It's an iPhone 6 plus


----------



## ZetaFunction (Oct 9, 2015)

I woke up with back pain, headache, nausea, and the inclination that I'm sick again.



Grumble said:


> *If you post about something in this thread, make an effort not to dwell on it any more after. Let the negative feelings out onto this thread and then let them go! Use this as a place to vent, instead of a place to let feelings bubble and boil over.*



Since I'm sick, and I usually stay sick for weeks at a time, I'm afraid I'm gonna have to decline this challenge.


----------



## Rei Kisaragi (Oct 9, 2015)

I lost my favourite pen... T-T it was so kawaii...


----------



## DarkDesertFox (Oct 9, 2015)

I forgot... -sniffles- I... I... I'm sorry, this is just so terrible to talk about -dabs eyes with tissue- I forgot my big eraser at home so I... can't erase anything...


----------



## Celestefey (Oct 9, 2015)

My own existence.

And having a break down and wanting to leave my crappy job but I can't. Everyday is just painful at the moment.


----------



## Grumble (Oct 9, 2015)

Mega_Cabbage said:


> I couldn't find any carrots in the fridge even though my mom told me we had some. Now I can't cook curry... ;_;



Are you still craving curry? Maybe you have sweet potatoes? They're a great substitute for carrots in curry! Trust me!


----------



## Mega_Cabbage (Oct 9, 2015)

Grumble said:


> Are you still craving curry? Maybe you have sweet potatoes? They're a great substitute for carrots in curry! Trust me!



We don't have sweet potatoes either. Thanks for the advice though.


----------



## Javocado (Oct 9, 2015)

I don't know where my dad is still lol


----------



## Albuns (Oct 9, 2015)

I now know how it feels to have your arm twisted and forced behind your back.


----------



## Acruoxil (Oct 9, 2015)

kayleee said:


> It's an iPhone 6 plus



Holy jesus  got some serious damage right there D: hang in there.

- - - Post Merge - - -



Celestefey said:


> My own existence.
> 
> And having a break down and wanting to leave my crappy job but I can't. Everyday is just painful at the moment.

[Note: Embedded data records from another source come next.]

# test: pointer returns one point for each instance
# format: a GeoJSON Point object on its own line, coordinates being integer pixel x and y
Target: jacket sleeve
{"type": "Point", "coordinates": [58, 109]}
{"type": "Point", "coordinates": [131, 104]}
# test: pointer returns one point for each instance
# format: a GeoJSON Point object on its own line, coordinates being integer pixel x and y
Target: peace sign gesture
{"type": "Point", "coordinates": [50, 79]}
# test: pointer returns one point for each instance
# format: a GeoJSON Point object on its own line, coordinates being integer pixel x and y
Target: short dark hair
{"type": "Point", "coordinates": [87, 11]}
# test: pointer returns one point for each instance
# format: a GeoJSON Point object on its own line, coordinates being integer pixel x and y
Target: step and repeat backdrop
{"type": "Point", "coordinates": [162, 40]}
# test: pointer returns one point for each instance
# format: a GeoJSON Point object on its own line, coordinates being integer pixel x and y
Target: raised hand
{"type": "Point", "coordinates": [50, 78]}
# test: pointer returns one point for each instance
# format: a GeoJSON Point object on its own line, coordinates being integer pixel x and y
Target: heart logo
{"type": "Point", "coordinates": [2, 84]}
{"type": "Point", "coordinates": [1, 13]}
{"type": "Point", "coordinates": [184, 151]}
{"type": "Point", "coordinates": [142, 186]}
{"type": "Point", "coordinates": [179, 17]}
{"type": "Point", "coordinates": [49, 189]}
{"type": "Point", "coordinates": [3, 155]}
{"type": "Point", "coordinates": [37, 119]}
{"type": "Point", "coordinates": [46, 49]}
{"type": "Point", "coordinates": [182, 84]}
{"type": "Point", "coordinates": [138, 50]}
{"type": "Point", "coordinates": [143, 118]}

Really sorry to hear that; if you ever want an ear to vent to, feel free to shoot me a PM here or on Skype :')


----------



## Grumble (Oct 9, 2015)

Mega_Cabbage said:


> We don't have sweet potatoes either. Thanks for the advice though.



Well, darn.


----------



## visibleghost (Oct 9, 2015)

not many bad things happened today :>


----------



## Nightmares (Oct 9, 2015)

MY DAD IS REALLY P*SSED AT ME FOR NO REASON AND IS BEING REALLY FREAKING HORRIBLE


----------



## GalacticGhost (Oct 9, 2015)

I was racing online on Mario Kart 8 earlier. In one of the races, I was first, but when I was close to crossing the finish line on the last lap, I got hit by items. Again. And again. And again. I ended up finishing the race in seventh place. I was so salty afterwards.

That's pretty much the worst thing that's happened today for me. Well... apart from having to go to school when my sisters have a day off (They go to a different school than mine).


----------



## Alienfish (Oct 9, 2015)

This lady with drawn eyebrows. She had super bleached hair and poop-brown eyebrows so it looked like she smeared her face with poop in order to make those.


----------



## Sansa (Oct 9, 2015)

Seems like a lot of people are having a crappy day today.  Someone else asked this in a facebook group I'm in.


----------



## Alienfish (Oct 9, 2015)

Sansa said:


> Seems like a lot of people are having a crappy day today.  Someone else asked this in a facebook group I'm in.



like.. yes

i had to resist not to laugh out really hard so.. yea XD


----------



## boujee (Oct 9, 2015)

My paypal is acting up again


----------



## kassie (Oct 9, 2015)

Today was an extremely tense and awkward day at school for everyone in class.

In the end there was an explosive (verbal) fight that led to class ending early.


----------



## graceroxx (Oct 9, 2015)

In my classes today, I was looking forward to 5th hour b/c LUNCH.
So I arrive at lunch..only to promptly be told to "put down your stuff, exit through the doors, HURRY people hurry!!"
Yeah. The whole school was evacuated due to a potential gas leak. We had to wait outside for the whole 50 minutes.
So basically, by the time I got to eat, it was around the time 6th hour was supposed to start.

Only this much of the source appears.